En Casmio 82, au moment du coup d'état, il avait disparu.
Réminiscences.
Ne dit-on pas qu'au seuil du trépas, les souvenirs vous envahissent pour vous emporter dans un vent de nostalgie ? Qu'à l'abri du passé, on perd contact avec l'affreux présent et les souffrances à venir ? Lâcher prise dans la douceur d'un autrefois plus clément.
Mais les images de ruine du coup d'état s'imposèrent avec brutalité, lui refusant la miséricorde à laquelle il aspirait.
Fracas.
La porte de la cellule s'ouvrit sur Kaya, Ensio et l'une des recrues, l'arrachant à sa transe.
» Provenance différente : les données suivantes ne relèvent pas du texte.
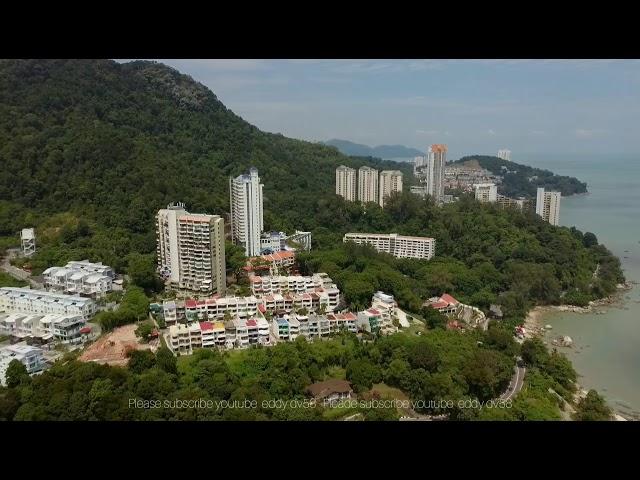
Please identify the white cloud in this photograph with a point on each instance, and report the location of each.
(587, 133)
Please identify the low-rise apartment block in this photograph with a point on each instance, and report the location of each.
(44, 328)
(26, 300)
(80, 278)
(399, 246)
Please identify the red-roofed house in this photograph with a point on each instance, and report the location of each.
(445, 304)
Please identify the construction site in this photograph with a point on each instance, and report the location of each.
(113, 347)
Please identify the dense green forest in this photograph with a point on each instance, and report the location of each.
(91, 149)
(442, 366)
(523, 180)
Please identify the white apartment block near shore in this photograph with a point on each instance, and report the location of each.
(548, 206)
(397, 245)
(486, 192)
(44, 328)
(80, 278)
(26, 300)
(31, 357)
(346, 184)
(390, 182)
(246, 211)
(504, 154)
(367, 184)
(190, 250)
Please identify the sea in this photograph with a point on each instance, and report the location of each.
(606, 352)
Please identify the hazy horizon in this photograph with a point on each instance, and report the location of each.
(474, 106)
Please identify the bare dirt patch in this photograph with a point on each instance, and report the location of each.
(112, 348)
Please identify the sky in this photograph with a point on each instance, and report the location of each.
(474, 106)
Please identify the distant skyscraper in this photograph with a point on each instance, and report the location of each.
(246, 211)
(436, 160)
(390, 181)
(190, 250)
(367, 185)
(346, 183)
(548, 206)
(486, 192)
(504, 154)
(418, 163)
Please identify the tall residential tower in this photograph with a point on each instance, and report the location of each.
(246, 211)
(190, 250)
(346, 183)
(367, 185)
(548, 206)
(390, 182)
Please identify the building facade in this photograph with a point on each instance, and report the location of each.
(486, 192)
(390, 182)
(504, 154)
(346, 184)
(548, 206)
(367, 185)
(26, 300)
(190, 250)
(399, 246)
(246, 211)
(80, 278)
(31, 357)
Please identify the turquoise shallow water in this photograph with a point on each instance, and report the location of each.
(607, 353)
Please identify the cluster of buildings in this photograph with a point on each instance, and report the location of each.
(80, 278)
(369, 186)
(190, 250)
(460, 314)
(249, 326)
(400, 246)
(430, 170)
(270, 294)
(504, 154)
(190, 247)
(40, 317)
(547, 203)
(31, 357)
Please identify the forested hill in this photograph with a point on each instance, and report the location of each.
(112, 143)
(381, 151)
(523, 180)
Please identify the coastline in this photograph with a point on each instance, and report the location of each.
(534, 324)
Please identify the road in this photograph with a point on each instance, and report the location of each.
(17, 272)
(516, 383)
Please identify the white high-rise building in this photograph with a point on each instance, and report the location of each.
(486, 192)
(191, 251)
(548, 206)
(390, 181)
(434, 169)
(346, 183)
(418, 163)
(28, 241)
(367, 185)
(504, 154)
(246, 211)
(167, 245)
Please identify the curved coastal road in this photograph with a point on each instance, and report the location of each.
(516, 383)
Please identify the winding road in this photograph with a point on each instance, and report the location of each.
(516, 383)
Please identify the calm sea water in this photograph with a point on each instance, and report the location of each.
(607, 347)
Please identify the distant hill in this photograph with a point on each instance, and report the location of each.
(523, 180)
(381, 151)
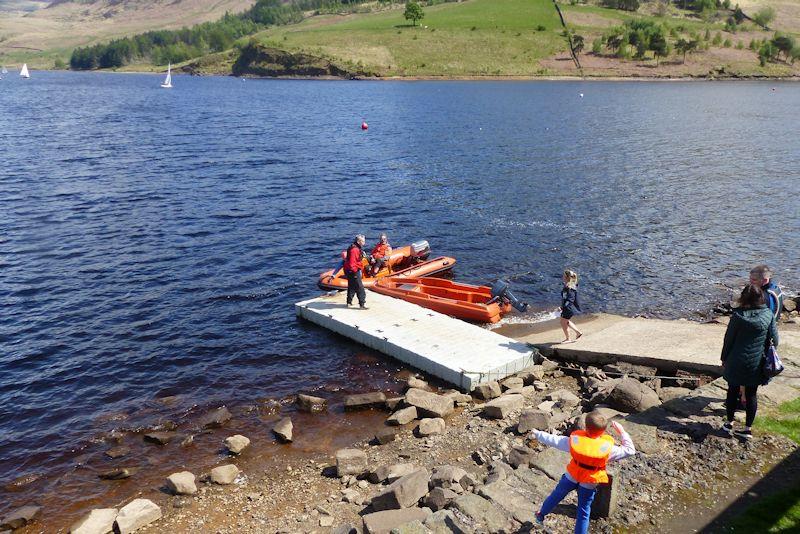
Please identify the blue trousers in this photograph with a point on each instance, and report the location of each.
(585, 498)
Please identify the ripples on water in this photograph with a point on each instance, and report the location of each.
(154, 241)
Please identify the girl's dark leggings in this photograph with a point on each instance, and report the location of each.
(751, 403)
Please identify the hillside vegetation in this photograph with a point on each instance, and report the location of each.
(478, 38)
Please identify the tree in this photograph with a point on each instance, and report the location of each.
(783, 43)
(764, 16)
(766, 53)
(577, 44)
(413, 12)
(684, 47)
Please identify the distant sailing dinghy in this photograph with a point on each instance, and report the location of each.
(168, 80)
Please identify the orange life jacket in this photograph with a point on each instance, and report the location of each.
(381, 250)
(589, 457)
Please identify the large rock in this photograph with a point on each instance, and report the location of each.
(135, 515)
(444, 475)
(283, 430)
(644, 436)
(487, 391)
(413, 527)
(552, 462)
(224, 474)
(521, 456)
(404, 492)
(383, 522)
(429, 427)
(181, 483)
(216, 418)
(414, 382)
(632, 396)
(429, 404)
(403, 416)
(501, 407)
(440, 498)
(350, 462)
(605, 500)
(390, 473)
(564, 397)
(394, 403)
(481, 512)
(668, 394)
(460, 399)
(531, 375)
(533, 419)
(363, 401)
(98, 521)
(20, 517)
(510, 500)
(512, 382)
(385, 435)
(114, 453)
(237, 443)
(309, 403)
(444, 522)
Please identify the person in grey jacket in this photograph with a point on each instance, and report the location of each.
(750, 330)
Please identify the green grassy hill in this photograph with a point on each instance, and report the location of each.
(476, 38)
(473, 38)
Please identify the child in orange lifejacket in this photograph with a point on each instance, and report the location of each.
(380, 254)
(591, 450)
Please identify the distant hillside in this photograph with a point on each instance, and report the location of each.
(27, 26)
(478, 38)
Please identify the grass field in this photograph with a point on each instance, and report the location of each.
(779, 512)
(475, 38)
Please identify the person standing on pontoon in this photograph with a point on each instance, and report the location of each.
(570, 305)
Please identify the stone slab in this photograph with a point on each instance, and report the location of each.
(458, 352)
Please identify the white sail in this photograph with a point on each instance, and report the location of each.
(168, 80)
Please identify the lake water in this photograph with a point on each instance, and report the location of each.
(152, 241)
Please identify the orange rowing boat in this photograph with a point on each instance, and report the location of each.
(411, 261)
(465, 301)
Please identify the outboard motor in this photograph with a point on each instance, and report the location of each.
(501, 291)
(420, 250)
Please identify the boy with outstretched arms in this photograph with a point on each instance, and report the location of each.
(591, 450)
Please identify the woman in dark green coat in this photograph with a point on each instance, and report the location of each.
(749, 333)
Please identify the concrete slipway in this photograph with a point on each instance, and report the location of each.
(460, 353)
(465, 354)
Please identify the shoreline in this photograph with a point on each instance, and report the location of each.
(267, 470)
(473, 78)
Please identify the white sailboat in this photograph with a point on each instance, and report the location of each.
(168, 80)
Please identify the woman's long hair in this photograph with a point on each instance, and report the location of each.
(571, 279)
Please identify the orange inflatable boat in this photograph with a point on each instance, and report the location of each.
(410, 261)
(464, 301)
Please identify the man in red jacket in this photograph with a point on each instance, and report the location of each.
(353, 264)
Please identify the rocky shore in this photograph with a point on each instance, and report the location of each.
(449, 462)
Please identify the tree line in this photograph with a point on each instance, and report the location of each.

Aucun des captifs n'eut le temps – l'idée – de bouger : les Obscurs traversèrent la petite pièce, saisirent Mathilde et ressortirent aussitôt. Pendant une seconde, les deux adolescentes demeurèrent figées, les yeux écarquillés, silencieuses.
Puis elles se mirent à hurler.
Sam se boucha les oreilles par réflexe, les larmes jaillirent dans ses yeux, sans qu'il puisse rien faire, rien réprimer.
C'est bientôt fini, songea-t-il, refoulant la tempête à l'extérieur.
Bientôt fini, bientôt fini, bientôt fini.